Ma che c’entra la creatività con la scienza? La conoscenza scientifica viene spesso percepita come un modo di conoscere le cose che non richiede il contributo creativo del soggetto umano, come invece avviene ad esempio nella letteratura o nella musica. Ma l’esperienza di chi è effettivamente impegnato nella ricerca mostra quanto riduttiva e inadeguata sia questa percezione. Che si tratti di ricercare pianeti extrasolari (vedi articolo di Dani Maoz) o di cogliere le evidenze dei mutamenti climatici (Richard Lindzen) o di indagare l’origine della vita sulla terra (Tommaso Bellini e collaboratori), la lotta dei protagonisti per conquistare un brandello di verità mostra chiaramente i tratti di un rapporto aperto e creativo con la realtà che si cerca di conoscere. Altri interventi, proposti da autori del calibro dell’astrofisico e storico dell’astronomia Owen Gingerich e del fisico Gino Segre, ripercorrono la genialità creativa di figure centrali nella storia della scienza come quelle di Johannes Kepler e Niels Bohr. Studiosi di discipline diverse come l’antropologo Alan MacFarlane, il fisico teorico Constantino Tsallis e il sociologo Rogers Hollingsworth affrontano direttamente il tema della creatività nella scienza, in un dialogo ideale che mostra tutta la vastità e la ricchezza del tema.  

Infine John Wood, figura di spicco dell’Imperial College di Londra, offre un originale affresco della prospettiva futura della ricerca scientifica e tecnologica in rapporto alla creatività della singola persona.

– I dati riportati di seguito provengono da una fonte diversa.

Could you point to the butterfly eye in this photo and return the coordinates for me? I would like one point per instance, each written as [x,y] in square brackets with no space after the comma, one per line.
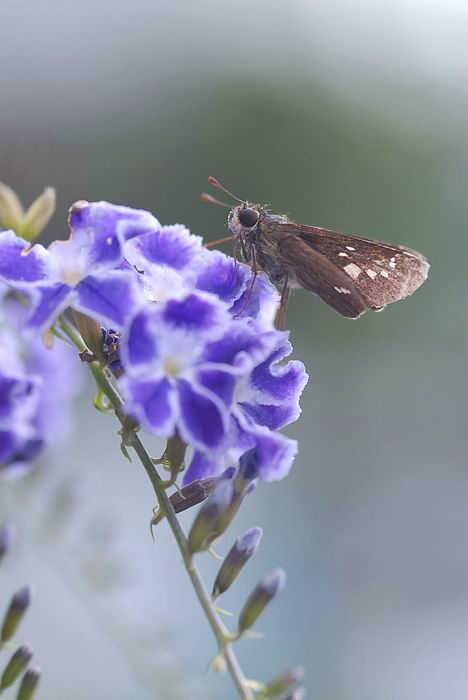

Da tutto ciò emerge non un discorso chiuso e finito, ma una serie di spunti originali e significativi da riprendere e sviluppare. La genialità e la duttilità di approccio richieste ai ricercatori, di oggi come di ieri, mostra come lo spettro di capacità razionali messe in campo dallo scienziato nella sua indagine sia, in realtà, ben più ampio della sola capacità logico-deduttiva, pur evidentemente necessaria. Ogni conoscenza implica un atto creativo perché essa non avviene come un automatismo cieco, ma come un rapporto tra un soggetto umano e il reale. E il primo passo della conoscenza – scientifica e non – è un atto di sottomissione della nostra ragione all’evidenza del “dato” così come esso si presenta alla nostra esperienza. Prescindendo da questo “istante di passività”, di contemplazione del reale per come è, la creatività diventa impossibile, e scade inesorabilmente nella palude dell’arbitrarietà e del non senso.